Those in the business say they’ve been proactive in looking for opportunities to buttress revenues through other business lines while preparing clients for issuance to revive.

To make up for lower underwriting revenues, the investment banks are doing more trading in the secondary market, bidding more aggressively for competitive deals, and working to help issuers devise solutions for short-term debt that needs to be refinanced in the current challenging environment.

They are offering non-deal-related underwriting services and credit support, including letters of credit. More also are making direct loans to municipalities.

While the banks didn’t want to disclose any numbers, they say as a result of these efforts their revenues won’t be significantly lower. And many said they would be looking to add staff to muni underwriting desks rather than trim them.

JPMorgan’s municipal ­division is a case in point. Total municipal underwriting at the firm has dropped 52% so far this year, roughly in line with the industry as a whole. It had underwritten $7.4 billion of bonds in 2011 through May 9, compared with $15.6 billion over the same period in 2010, according to Thomson Reuters data.

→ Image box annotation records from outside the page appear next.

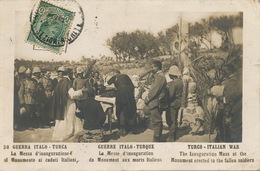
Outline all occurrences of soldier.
[107,70,136,136]
[223,64,242,142]
[42,71,54,125]
[76,88,106,142]
[14,66,26,130]
[18,66,39,129]
[145,61,166,142]
[32,67,47,127]
[166,65,183,142]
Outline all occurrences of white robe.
[52,88,83,141]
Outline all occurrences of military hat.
[32,67,41,74]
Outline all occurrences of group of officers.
[14,66,104,130]
[14,61,242,142]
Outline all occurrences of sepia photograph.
[0,0,260,171]
[14,1,243,142]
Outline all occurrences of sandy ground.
[14,121,216,142]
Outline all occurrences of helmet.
[58,66,65,72]
[77,67,83,74]
[18,66,26,73]
[32,67,41,74]
[169,65,181,76]
[25,68,32,74]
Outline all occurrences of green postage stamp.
[27,1,74,53]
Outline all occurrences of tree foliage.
[107,30,159,61]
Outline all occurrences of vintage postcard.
[0,0,260,170]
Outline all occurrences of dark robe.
[51,77,72,120]
[223,71,243,142]
[107,74,136,119]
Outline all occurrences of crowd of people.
[14,61,242,142]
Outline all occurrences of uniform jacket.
[167,78,183,108]
[18,78,37,104]
[146,71,166,109]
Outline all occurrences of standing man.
[223,64,242,142]
[42,71,54,125]
[14,66,26,130]
[51,68,82,141]
[107,70,136,136]
[18,66,39,129]
[32,67,46,127]
[166,65,183,142]
[145,61,166,142]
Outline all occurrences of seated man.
[76,88,106,142]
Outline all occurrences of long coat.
[51,77,72,120]
[107,74,136,119]
[223,71,242,142]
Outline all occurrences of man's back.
[78,99,106,130]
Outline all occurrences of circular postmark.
[30,0,84,47]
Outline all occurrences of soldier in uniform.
[223,64,242,142]
[18,67,39,129]
[42,71,54,125]
[32,67,47,127]
[145,61,166,142]
[76,88,106,142]
[166,65,183,142]
[14,66,26,130]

JPMorgan’s underwriting business finished third in municipal issuance for all of last year, with $46.8 billion by par amount. It ranked second so far this year through May 9.

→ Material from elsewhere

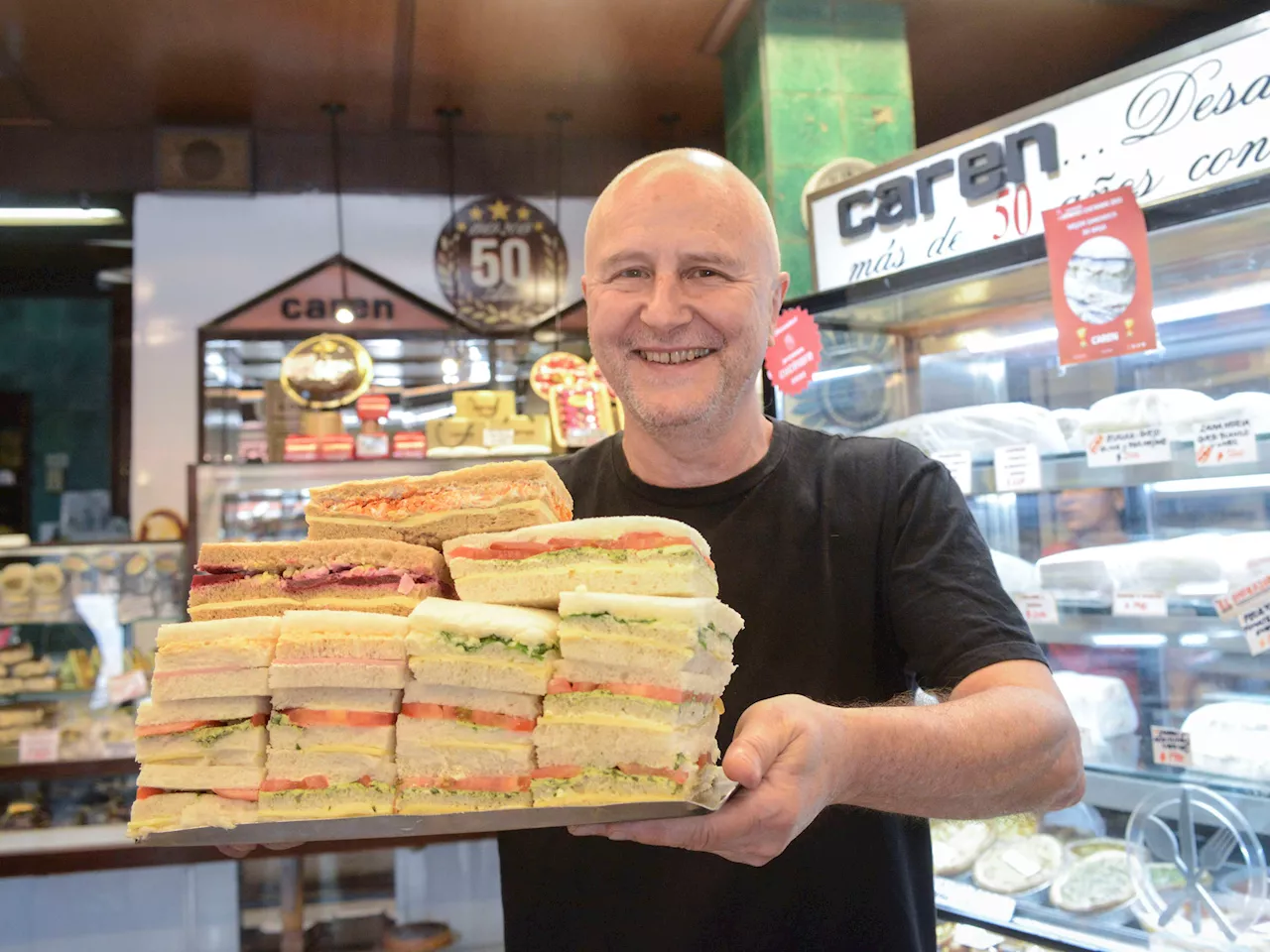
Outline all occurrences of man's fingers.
[722,698,793,789]
[217,840,303,860]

Paul Palmeri, head of all trading, short-term sales, and capital commitment, said JPMorgan was prepared for lower revenues from underwriting after working to diversify its muni business. “We have a well-diversified business within our municipal division,” he said. “When one part is slow, another area is doing well. It’s helped us through this slower issuance period.”

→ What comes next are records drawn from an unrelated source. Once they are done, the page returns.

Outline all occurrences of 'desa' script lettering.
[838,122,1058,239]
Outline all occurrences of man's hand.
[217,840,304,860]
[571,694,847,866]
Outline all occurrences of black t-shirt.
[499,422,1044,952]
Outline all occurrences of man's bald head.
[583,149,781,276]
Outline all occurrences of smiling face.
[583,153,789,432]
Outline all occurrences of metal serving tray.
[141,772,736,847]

To weather lean times in the primary market for new bond issues, Palmeri said JPMorgan has sought to remain very active in the secondary market, where outstanding bonds are traded. It has also been active in the short end of the market, whether in the primary or secondary.

The firm has a large credit book and has been committing capital to issuers for years. Recently, direct purchases of floating-rate notes and fixed-rate loans have been well received, according to Palmeri. In addition, he said, JPMorgan has been supporting clients by maintaining orderly markets when there are unsold balances of negotiated transactions and by committing to large purchases of competitive fixed-rate notes and bonds.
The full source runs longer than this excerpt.